A letter signed by 33 Democratic Representatives was sent to members of the Appropriations Committee yesterday, ahead of the presentation of a final report by the Task Expenditure Task Force to the Committee today. The signatories urge their House and Senate colleagues to “hone your focus on those tax breaks and loopholes that are taken advantage of by corporations and big businesses.”
The letter was sent to me by one of the signatories (not my brother, Rep. Ryan Tipping-Spitz of Orono, although he did sign it) and is dated Wednesday, December 11.
The letter not only suggests that closing corporate tax loopholes should be considered before other proposals on the task force’s “menu” of tax-related budget items, but suggests that the Appropriations Committee also prioritize ending big business tax breaks as an alternative to Governor LePage’s proposed cuts to revenue sharing and programs for children. This would require the Committee to close corporate tax loopholes in excess of the $40 million originally slated to be found through the task force’s recommendations.
As I mentioned in my column over the weekend and as the Portland Press Herald noted in a recent editorial titled “Enough loopholes can be closed to spare towns,” there are numerous tax breaks on the books that mostly benefit large, out-of-state corporations, do little to help the state and can be eliminated or modified in order to offset LePage’s proposed cuts.

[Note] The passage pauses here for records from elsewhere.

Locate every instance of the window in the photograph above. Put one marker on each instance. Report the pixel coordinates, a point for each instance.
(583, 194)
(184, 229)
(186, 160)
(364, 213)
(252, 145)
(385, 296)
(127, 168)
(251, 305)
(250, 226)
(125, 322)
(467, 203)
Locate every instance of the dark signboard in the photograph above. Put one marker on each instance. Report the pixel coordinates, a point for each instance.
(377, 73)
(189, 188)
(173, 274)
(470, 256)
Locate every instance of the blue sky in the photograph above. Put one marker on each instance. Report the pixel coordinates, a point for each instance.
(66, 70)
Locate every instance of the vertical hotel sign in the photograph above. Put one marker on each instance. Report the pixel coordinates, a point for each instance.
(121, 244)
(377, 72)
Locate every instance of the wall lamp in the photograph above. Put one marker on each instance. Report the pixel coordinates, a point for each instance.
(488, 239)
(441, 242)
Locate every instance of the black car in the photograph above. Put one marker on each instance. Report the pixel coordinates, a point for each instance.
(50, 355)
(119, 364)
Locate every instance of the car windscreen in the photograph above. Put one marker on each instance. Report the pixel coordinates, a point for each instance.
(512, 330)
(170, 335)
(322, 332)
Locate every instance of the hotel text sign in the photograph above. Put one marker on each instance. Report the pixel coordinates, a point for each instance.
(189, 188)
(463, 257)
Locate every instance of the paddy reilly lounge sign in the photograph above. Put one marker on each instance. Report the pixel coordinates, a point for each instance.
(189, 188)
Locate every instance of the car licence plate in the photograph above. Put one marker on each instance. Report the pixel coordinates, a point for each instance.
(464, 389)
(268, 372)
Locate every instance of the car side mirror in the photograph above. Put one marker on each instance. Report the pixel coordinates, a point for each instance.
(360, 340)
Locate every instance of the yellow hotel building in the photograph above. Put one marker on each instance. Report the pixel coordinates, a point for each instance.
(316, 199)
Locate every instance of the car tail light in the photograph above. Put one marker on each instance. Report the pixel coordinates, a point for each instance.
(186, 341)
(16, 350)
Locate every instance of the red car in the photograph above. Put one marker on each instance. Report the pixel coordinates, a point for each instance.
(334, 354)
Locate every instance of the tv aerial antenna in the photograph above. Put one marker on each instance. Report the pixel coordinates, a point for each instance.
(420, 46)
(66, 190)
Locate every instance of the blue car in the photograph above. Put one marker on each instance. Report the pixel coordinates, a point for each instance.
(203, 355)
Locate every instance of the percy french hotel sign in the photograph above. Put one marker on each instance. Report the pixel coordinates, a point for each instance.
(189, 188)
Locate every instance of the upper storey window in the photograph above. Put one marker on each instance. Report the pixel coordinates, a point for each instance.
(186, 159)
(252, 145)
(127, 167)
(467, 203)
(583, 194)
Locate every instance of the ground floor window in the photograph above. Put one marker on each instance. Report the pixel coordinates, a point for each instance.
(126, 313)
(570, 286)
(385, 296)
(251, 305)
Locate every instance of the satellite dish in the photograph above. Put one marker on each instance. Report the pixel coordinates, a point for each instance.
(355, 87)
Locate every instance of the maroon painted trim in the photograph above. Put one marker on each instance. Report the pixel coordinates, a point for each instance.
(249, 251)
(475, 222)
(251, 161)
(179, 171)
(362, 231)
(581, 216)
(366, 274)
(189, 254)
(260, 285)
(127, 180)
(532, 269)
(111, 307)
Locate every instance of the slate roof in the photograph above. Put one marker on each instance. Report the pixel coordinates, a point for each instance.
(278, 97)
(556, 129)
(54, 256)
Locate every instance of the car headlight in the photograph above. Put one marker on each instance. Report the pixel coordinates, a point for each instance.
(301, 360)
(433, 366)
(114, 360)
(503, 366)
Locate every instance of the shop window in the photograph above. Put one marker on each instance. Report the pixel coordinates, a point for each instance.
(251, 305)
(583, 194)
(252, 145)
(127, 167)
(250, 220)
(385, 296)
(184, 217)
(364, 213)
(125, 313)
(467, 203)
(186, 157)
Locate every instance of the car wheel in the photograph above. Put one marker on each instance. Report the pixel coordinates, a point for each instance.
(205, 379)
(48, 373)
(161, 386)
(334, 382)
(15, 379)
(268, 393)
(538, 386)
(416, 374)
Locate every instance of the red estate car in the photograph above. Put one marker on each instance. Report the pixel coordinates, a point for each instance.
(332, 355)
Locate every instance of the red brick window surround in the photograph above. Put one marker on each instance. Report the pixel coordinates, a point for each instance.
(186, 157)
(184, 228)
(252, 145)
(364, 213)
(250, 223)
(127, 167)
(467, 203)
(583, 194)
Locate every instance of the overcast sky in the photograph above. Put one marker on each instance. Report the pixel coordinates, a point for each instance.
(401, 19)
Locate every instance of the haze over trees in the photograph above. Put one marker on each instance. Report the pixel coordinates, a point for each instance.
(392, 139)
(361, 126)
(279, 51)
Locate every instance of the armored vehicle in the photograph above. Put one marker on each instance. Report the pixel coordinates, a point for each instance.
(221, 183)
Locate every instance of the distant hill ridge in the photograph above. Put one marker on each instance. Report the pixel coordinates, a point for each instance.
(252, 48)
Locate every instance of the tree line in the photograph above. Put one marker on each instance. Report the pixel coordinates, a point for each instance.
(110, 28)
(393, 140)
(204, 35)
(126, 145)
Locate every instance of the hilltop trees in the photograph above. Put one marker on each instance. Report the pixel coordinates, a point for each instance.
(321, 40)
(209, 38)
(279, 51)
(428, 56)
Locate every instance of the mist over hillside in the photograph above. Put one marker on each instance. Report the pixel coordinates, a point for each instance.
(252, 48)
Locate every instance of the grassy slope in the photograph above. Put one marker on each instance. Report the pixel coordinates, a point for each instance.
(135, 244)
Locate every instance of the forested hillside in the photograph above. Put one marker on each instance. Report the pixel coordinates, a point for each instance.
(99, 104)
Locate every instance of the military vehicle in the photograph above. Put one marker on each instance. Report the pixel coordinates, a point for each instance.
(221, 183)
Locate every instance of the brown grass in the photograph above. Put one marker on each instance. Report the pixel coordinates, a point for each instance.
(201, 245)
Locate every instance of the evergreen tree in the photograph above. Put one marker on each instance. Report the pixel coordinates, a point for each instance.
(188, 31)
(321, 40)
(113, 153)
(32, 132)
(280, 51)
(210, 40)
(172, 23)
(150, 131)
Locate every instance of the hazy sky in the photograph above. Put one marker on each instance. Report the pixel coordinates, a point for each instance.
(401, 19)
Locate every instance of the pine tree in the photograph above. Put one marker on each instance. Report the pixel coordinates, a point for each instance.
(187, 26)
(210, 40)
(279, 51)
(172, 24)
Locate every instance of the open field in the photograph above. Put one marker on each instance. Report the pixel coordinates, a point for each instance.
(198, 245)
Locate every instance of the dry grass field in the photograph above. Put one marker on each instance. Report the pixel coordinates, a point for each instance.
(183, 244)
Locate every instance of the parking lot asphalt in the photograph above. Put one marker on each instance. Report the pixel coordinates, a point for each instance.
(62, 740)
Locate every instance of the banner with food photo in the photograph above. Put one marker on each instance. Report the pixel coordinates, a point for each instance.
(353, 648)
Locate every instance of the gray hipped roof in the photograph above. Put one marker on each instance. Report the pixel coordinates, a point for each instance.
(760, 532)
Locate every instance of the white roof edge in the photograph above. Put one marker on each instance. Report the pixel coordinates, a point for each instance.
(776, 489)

The Representatives’ letter makes some specific recommendations, suggesting Appropriations “focus on scaling back tax breaks for companies like Walmart and Rite Aid, breaks for big banks on portfolio management services, eliminating accounting tricks that allow large out-of-state firms – mostly oil and gas companies – to pay less in taxes, and [that it] work to prohibit the use of offshore tax havens.”
Closing the portfolio management loophole alone would save the state $26 million.

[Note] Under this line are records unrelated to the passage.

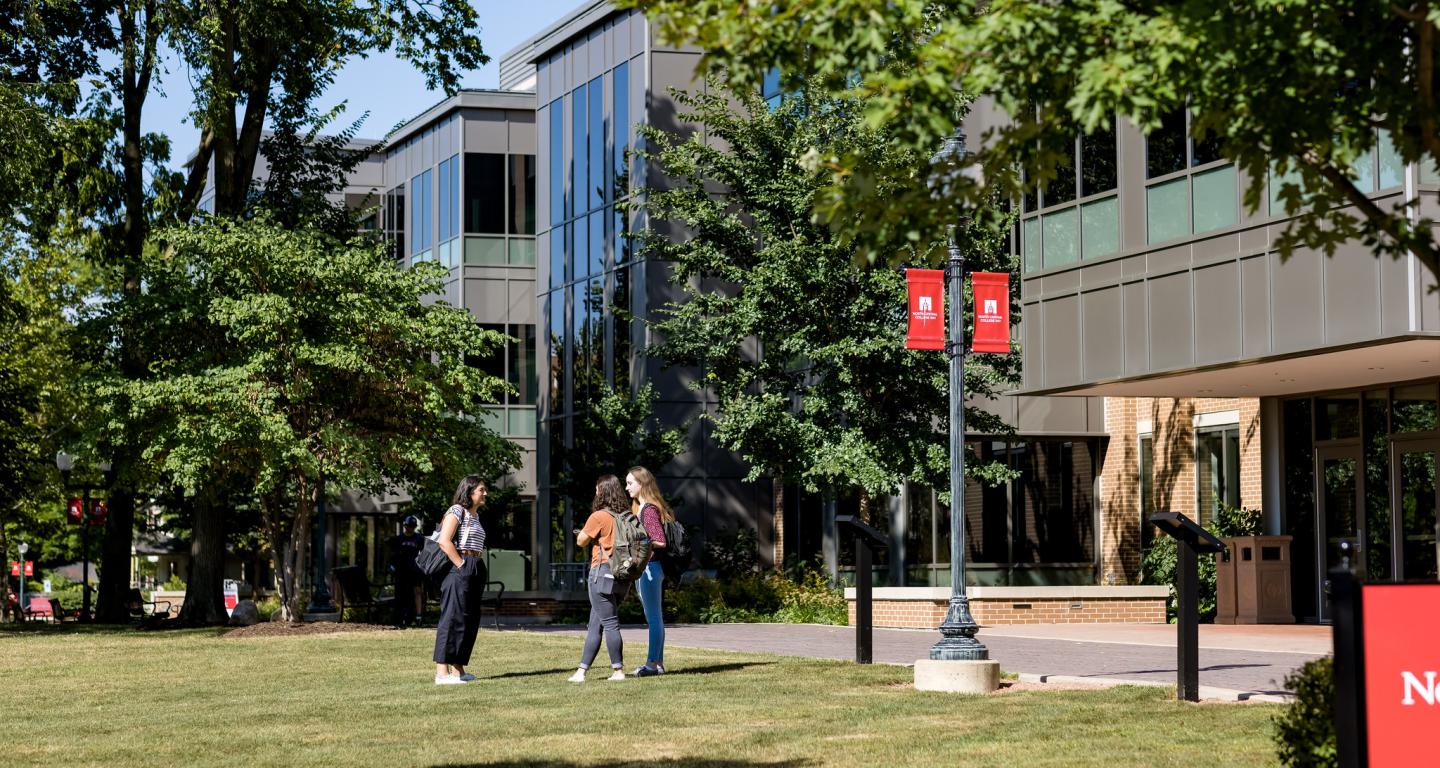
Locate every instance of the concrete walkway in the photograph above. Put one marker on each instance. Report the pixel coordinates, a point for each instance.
(1234, 662)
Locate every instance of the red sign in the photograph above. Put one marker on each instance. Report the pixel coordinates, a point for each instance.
(1401, 670)
(991, 311)
(926, 309)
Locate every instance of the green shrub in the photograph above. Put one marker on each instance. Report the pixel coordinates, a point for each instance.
(1305, 729)
(811, 600)
(267, 607)
(1159, 561)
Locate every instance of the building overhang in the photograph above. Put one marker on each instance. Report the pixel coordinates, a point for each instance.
(1357, 366)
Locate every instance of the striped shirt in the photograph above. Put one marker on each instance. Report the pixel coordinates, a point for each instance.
(470, 533)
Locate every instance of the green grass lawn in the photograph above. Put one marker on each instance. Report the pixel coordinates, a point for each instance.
(187, 698)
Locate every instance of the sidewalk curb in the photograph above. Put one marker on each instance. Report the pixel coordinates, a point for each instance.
(1208, 693)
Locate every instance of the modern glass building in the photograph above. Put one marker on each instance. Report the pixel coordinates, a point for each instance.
(1146, 277)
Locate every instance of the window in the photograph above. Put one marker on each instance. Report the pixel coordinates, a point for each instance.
(599, 185)
(520, 362)
(486, 193)
(395, 222)
(1066, 232)
(558, 199)
(1217, 470)
(621, 113)
(1204, 201)
(598, 242)
(579, 163)
(522, 195)
(450, 198)
(421, 215)
(1146, 490)
(558, 264)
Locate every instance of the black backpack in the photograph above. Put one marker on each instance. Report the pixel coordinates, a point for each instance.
(678, 554)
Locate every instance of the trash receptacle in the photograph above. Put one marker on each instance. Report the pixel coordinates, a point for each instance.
(509, 566)
(1226, 584)
(1259, 572)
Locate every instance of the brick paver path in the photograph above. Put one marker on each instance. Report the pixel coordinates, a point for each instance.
(1236, 669)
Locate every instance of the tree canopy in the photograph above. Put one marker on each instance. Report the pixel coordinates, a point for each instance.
(801, 343)
(285, 359)
(1296, 92)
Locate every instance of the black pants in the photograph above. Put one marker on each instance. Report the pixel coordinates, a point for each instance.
(460, 611)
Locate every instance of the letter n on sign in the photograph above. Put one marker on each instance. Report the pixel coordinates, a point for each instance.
(926, 290)
(991, 311)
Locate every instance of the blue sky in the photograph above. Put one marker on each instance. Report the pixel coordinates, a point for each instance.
(389, 88)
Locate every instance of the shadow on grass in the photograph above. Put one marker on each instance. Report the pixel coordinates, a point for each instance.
(667, 762)
(713, 669)
(533, 673)
(39, 628)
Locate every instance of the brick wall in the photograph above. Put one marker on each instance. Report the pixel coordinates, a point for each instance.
(1172, 427)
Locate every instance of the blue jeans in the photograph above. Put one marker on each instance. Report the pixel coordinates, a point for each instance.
(651, 585)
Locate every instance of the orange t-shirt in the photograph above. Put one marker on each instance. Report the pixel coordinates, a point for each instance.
(601, 528)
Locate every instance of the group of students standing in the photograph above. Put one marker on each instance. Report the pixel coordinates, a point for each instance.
(462, 539)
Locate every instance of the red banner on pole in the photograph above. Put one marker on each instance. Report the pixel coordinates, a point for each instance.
(926, 290)
(991, 311)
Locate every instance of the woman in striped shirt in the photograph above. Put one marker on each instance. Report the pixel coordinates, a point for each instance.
(462, 539)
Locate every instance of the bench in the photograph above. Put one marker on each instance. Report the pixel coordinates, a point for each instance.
(353, 590)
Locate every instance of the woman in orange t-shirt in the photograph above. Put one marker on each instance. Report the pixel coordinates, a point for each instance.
(605, 591)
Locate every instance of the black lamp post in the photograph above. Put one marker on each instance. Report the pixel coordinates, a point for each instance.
(66, 463)
(958, 630)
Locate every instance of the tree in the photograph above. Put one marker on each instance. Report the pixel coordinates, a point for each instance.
(311, 363)
(245, 58)
(801, 342)
(615, 431)
(1292, 91)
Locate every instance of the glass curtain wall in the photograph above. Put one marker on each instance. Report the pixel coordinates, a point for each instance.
(588, 346)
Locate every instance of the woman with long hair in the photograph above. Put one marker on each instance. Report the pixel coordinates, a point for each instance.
(605, 590)
(654, 513)
(462, 539)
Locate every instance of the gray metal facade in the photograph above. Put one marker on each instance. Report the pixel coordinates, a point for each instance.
(1157, 306)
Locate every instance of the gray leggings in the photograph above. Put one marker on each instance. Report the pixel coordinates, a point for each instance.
(605, 601)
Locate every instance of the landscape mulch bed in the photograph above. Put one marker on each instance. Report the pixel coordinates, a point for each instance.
(280, 628)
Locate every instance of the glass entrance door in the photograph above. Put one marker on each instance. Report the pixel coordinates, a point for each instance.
(1338, 513)
(1416, 499)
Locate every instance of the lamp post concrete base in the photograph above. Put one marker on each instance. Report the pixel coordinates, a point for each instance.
(956, 676)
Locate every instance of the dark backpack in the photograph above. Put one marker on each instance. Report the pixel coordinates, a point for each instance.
(632, 548)
(678, 554)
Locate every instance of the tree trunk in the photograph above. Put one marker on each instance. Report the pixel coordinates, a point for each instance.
(205, 590)
(114, 558)
(288, 542)
(778, 520)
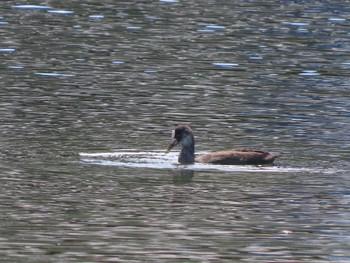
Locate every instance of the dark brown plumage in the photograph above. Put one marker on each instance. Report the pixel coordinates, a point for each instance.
(183, 135)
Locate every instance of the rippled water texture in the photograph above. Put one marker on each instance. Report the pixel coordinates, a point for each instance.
(91, 89)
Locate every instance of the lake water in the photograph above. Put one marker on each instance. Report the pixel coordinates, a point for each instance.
(90, 91)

This clear stating of preferences and principles by legislators stands somewhat in contrast with Democrats’ public statements on the issue to this point. Tax task force members have mostly attempted to keep as many options on the table as possible as the Legislature begins considering the budget.

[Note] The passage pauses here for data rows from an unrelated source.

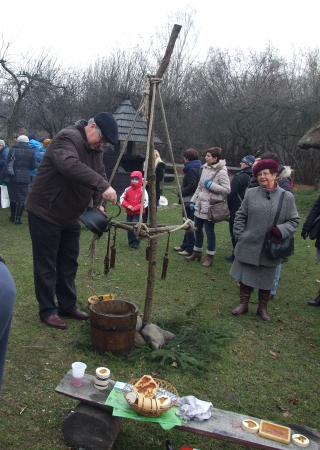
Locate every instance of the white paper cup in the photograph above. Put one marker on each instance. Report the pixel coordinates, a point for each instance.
(78, 370)
(102, 378)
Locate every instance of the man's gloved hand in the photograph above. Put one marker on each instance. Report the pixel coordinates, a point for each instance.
(276, 235)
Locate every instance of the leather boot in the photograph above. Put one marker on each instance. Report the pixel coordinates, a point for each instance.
(208, 261)
(316, 301)
(263, 297)
(13, 207)
(20, 208)
(195, 255)
(245, 292)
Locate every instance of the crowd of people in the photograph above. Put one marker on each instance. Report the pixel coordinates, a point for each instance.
(56, 180)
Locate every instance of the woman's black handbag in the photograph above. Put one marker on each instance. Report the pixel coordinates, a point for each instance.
(315, 229)
(286, 246)
(8, 172)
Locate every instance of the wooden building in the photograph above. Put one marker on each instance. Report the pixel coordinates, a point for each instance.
(134, 156)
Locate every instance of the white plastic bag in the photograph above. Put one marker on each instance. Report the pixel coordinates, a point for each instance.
(5, 201)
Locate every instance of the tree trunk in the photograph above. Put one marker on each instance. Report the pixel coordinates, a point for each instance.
(152, 188)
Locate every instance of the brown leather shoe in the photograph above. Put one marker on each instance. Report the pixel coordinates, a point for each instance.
(54, 322)
(77, 314)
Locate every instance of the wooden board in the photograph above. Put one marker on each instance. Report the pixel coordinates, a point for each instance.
(223, 425)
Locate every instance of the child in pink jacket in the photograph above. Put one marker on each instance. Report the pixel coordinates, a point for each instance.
(131, 200)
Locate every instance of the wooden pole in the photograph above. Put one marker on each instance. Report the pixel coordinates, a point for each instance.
(152, 187)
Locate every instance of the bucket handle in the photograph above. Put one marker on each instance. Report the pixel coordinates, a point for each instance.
(105, 328)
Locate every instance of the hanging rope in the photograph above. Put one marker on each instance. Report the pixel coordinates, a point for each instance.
(152, 81)
(171, 152)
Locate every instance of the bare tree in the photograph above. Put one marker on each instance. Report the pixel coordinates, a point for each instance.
(19, 76)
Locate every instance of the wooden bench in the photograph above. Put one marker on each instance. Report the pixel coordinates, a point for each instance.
(93, 413)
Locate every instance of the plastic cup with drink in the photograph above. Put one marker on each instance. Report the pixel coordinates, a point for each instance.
(78, 370)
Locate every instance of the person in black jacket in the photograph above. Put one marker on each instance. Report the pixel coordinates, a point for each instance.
(313, 214)
(192, 171)
(239, 185)
(18, 186)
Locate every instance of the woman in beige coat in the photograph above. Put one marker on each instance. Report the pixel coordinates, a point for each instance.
(214, 183)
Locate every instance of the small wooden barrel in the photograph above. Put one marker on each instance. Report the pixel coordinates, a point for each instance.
(113, 326)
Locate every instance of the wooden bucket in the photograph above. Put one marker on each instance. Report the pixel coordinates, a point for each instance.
(113, 326)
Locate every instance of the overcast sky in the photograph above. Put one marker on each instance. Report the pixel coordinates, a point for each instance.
(78, 31)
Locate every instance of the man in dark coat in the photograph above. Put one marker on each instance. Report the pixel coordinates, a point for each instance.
(239, 185)
(70, 175)
(4, 150)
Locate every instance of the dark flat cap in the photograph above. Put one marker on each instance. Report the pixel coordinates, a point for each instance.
(108, 126)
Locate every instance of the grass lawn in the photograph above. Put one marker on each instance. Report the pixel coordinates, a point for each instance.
(268, 370)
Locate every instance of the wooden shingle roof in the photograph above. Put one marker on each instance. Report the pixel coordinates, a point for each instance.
(124, 116)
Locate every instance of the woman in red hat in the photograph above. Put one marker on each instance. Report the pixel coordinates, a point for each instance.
(251, 267)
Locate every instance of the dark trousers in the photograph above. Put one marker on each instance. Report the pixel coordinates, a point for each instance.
(55, 252)
(188, 239)
(7, 297)
(233, 239)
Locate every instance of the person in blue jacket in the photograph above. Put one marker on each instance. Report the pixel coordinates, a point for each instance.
(4, 150)
(37, 146)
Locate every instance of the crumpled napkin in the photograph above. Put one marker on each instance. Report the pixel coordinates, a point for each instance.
(191, 408)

The mechanism itself – a letter from the rank and file that bypasses House Democratic Leadership – is also interesting and may signal that Representatives are already feeling pressure on the issue from constituents.
Closing corporate tax loopholes is popular and makes good fiscal sense, but the effort may face some difficulty overcoming the power and influence of corporate lobbyists, who are well paid to defend specific tax breaks that benefit their clients. As the debate now moves to the Appropriations Committee and away from the ad hoc task force, those corporations will be required to begin disclosing their lobbying expenditures.